Le régime de micro-entrepreneur a remplacé le régime d’auto-entrepreneur dont le but a été de simplifier les procédures aux particuliers qui souhaitaient crée une activité. Seulement, il importe de faire quelques précisions qui sont parfois méconnues. Si vous comptez éviter des déconvenues et pouvoir exercé avec ce nouveau statut, voici quelques points à considérer avant de créer une micro-entreprise.

Un seuil de chiffre d’affaires réduit si vous créez au cours de l’année

Le seuil de chiffre d’affaires en micro-entreprise est de 82 000 € HT pour les activités commerciales et de 32 000 € HT pour les services. Si la déclaration de la micro-entreprise a lieu au cours de l’année, ces quotas ne seront plus les mêmes, ils seront plutôt réduits. Le chiffre d’affaires à ne pas dépasser devra être recalculé en tenant compte de la date où vous avez commencé votre activité (généralement indiquée sur la fiche d’immatriculation) et le 31 décembre de la même année.
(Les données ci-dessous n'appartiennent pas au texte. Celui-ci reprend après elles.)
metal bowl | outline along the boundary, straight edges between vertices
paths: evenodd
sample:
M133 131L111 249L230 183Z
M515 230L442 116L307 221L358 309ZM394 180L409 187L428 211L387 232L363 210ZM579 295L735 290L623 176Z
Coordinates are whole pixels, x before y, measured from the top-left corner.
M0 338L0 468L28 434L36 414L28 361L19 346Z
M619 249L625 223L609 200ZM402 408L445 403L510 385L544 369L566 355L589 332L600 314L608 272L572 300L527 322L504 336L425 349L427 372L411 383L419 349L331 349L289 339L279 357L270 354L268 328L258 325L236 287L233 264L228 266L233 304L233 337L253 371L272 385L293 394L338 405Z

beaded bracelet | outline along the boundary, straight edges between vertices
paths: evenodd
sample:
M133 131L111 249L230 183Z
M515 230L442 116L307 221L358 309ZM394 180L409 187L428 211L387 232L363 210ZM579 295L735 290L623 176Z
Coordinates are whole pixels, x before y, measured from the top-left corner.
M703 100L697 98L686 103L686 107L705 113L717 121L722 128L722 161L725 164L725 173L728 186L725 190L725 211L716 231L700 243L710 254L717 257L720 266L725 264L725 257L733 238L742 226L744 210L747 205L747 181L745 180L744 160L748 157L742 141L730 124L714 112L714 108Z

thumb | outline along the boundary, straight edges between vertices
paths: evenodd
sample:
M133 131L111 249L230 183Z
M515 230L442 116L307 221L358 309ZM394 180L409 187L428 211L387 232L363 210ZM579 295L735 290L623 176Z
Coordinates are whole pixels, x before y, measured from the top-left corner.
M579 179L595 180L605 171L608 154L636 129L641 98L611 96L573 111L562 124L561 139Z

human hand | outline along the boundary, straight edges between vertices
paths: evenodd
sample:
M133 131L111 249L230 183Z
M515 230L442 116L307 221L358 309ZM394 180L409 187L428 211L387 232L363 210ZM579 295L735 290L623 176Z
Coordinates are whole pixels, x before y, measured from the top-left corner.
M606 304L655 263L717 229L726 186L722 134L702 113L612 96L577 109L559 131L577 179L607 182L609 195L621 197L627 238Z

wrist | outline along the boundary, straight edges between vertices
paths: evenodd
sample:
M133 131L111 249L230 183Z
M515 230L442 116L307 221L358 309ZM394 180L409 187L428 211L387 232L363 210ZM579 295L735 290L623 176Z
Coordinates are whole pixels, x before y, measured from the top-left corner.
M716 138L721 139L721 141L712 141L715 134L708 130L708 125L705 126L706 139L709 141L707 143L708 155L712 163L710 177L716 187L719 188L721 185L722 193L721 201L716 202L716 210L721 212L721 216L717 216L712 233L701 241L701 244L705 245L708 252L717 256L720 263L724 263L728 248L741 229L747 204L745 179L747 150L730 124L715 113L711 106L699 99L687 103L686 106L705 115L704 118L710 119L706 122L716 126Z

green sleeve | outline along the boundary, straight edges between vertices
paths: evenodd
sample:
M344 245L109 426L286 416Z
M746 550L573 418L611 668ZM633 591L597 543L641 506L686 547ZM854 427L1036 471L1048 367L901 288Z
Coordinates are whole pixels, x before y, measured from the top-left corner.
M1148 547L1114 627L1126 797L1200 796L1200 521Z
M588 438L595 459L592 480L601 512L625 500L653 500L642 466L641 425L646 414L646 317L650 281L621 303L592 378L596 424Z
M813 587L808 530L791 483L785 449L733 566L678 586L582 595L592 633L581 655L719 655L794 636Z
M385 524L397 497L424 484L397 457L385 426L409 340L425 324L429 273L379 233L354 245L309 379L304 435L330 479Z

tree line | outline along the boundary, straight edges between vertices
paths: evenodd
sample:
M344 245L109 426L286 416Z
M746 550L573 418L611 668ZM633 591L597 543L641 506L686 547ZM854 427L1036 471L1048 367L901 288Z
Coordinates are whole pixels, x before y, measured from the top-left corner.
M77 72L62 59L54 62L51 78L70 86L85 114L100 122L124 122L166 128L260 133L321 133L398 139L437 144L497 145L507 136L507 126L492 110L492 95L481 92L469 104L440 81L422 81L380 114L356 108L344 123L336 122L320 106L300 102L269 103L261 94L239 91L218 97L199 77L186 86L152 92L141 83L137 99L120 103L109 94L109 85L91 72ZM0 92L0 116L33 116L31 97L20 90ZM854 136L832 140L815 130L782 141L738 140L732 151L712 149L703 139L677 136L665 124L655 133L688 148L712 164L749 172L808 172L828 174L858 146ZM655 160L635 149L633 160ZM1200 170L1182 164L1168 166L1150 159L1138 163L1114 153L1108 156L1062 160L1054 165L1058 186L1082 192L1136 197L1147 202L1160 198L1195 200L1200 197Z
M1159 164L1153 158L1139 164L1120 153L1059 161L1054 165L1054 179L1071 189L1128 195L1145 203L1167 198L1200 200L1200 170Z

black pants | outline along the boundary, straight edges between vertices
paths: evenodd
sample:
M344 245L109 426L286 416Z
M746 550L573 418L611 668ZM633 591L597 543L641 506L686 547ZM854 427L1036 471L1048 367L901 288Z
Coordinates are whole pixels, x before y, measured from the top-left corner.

Les cas où le chiffre d’affaires est supérieur au seuil indiqué

Le seuil du chiffre d’affaires des auto-entrepreneurs à ne pas dépasser est de 82 000 € et 33 200 €, mais ils peuvent atteindre une tolérance pouvant aller jusqu’à 91 000 € pour les activités commerciales et 35 200 € pour les services. Dès lors que ce seuil de tolérance est à son tour dépassé, vous sortez automatiquement du régime fiscal de la micro-entreprise.

Quelques limitations si vous exercez à domicile

Plusieurs auto-entrepreneurs exercent leur activité à domicile, mais la loi est formelle : vous ne devez en aucun cas recevoir les clients ou stocker des produits que vous vendez dans votre domicile. Même si les entrepreneurs le font, on constate une certaine tolérance du législateur. Il est préférable d’avoir un bail commercial pour auto-entrepreneur. Vous avez également la possibilité de travailler dans un espace de coworking si vous avez un grand nombre de clients à recevoir.

TVA non récupérable

La TVA n’est pas applicable aux auto-entrepreneurs, ils n’ont pas le droit de facturer ou vendre des produits avec la TVA à leurs clients. Dans ce cas, ils ne peuvent pas aussi la récupérer. Cela peut représenter un véritable un handicap surtout dans les cas où vous devez commercialiser les articles taxables comme les matériels high-tech. Cette TVA que vous avez payée pour acquérir du stock est non récupérable sur les dépenses effectuées.

Pour finir, la responsabilité personnelle de l’auto-entrepreneur est engagée en cas de litige avec un client ou envers les créanciers.